Controlling the reaction network of Ni/silica derived conversion of bio-oil surrogate guaiacol

Replacing fossil carbon sources with green bio-oils is a promising route to switch to a sustainable chemical in-dustry, although their high oxygen contents are challenging. Catalytic hydrodeoxygenation is a favored route to upgrade bio-oils to renewable fuels and basic chemicals. In this work, we investigated Ni/SiO2 catalysts with differing metal dispersity in continuous mode conversion of guaiacol with a statistical experimental design for 250 degrees C to 400 degrees C, 2 h up to 5 h time on stream (ToS) and subsequently different residence time besides other parameters. While low temperature (250 degrees C) promotes cyclohexanol formation from guaiacol, high temperature (400 degrees C) inhibits hydrogenation, leading to phenol and methane.
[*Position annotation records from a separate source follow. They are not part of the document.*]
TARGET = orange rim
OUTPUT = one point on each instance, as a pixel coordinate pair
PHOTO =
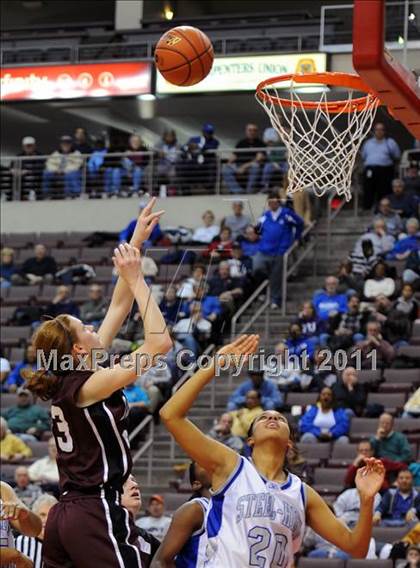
(346, 80)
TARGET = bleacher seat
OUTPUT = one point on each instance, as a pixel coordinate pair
(329, 480)
(321, 563)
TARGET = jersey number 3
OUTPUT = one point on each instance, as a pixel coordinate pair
(64, 439)
(261, 540)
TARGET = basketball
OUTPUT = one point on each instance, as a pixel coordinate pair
(184, 56)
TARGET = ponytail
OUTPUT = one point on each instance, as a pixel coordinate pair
(41, 383)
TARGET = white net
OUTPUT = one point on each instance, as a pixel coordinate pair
(322, 145)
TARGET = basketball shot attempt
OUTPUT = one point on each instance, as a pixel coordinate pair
(258, 510)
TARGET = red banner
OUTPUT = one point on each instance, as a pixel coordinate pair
(75, 81)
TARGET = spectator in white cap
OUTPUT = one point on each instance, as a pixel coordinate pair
(63, 166)
(29, 168)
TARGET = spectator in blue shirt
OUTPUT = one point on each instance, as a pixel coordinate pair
(405, 246)
(401, 505)
(328, 303)
(15, 379)
(127, 233)
(379, 154)
(270, 396)
(324, 422)
(279, 227)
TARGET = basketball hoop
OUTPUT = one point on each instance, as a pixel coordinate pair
(323, 136)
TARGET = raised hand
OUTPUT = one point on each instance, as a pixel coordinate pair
(370, 478)
(241, 348)
(146, 222)
(126, 260)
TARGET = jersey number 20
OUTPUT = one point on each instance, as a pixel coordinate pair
(64, 439)
(261, 540)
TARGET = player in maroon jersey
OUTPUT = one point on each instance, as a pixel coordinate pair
(89, 527)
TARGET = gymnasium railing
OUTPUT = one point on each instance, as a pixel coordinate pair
(122, 174)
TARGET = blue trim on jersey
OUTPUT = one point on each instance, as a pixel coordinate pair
(214, 519)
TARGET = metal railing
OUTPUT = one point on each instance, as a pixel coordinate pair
(184, 172)
(147, 446)
(187, 375)
(306, 249)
For medium temperature (340 degrees C), the selectivity for cyclohexanone increases. Cyclohexanol and cyclohexanone (KA-oil) are the industrial basis for polyamide 6. Furthermore, we clarified the role of 2-methoxycyclohexanol (2MC) in the reaction network to-wards KA-oil for continuous-mode operation. Statistical analysis was used to predict and optimize product selectivity and yield, leading to the best yield of cyclohexanone/-ol at 327.5 degrees C, low ToS, medium residence time, high particle dispersity, and medium hydrogen pressure (15 bar(g)).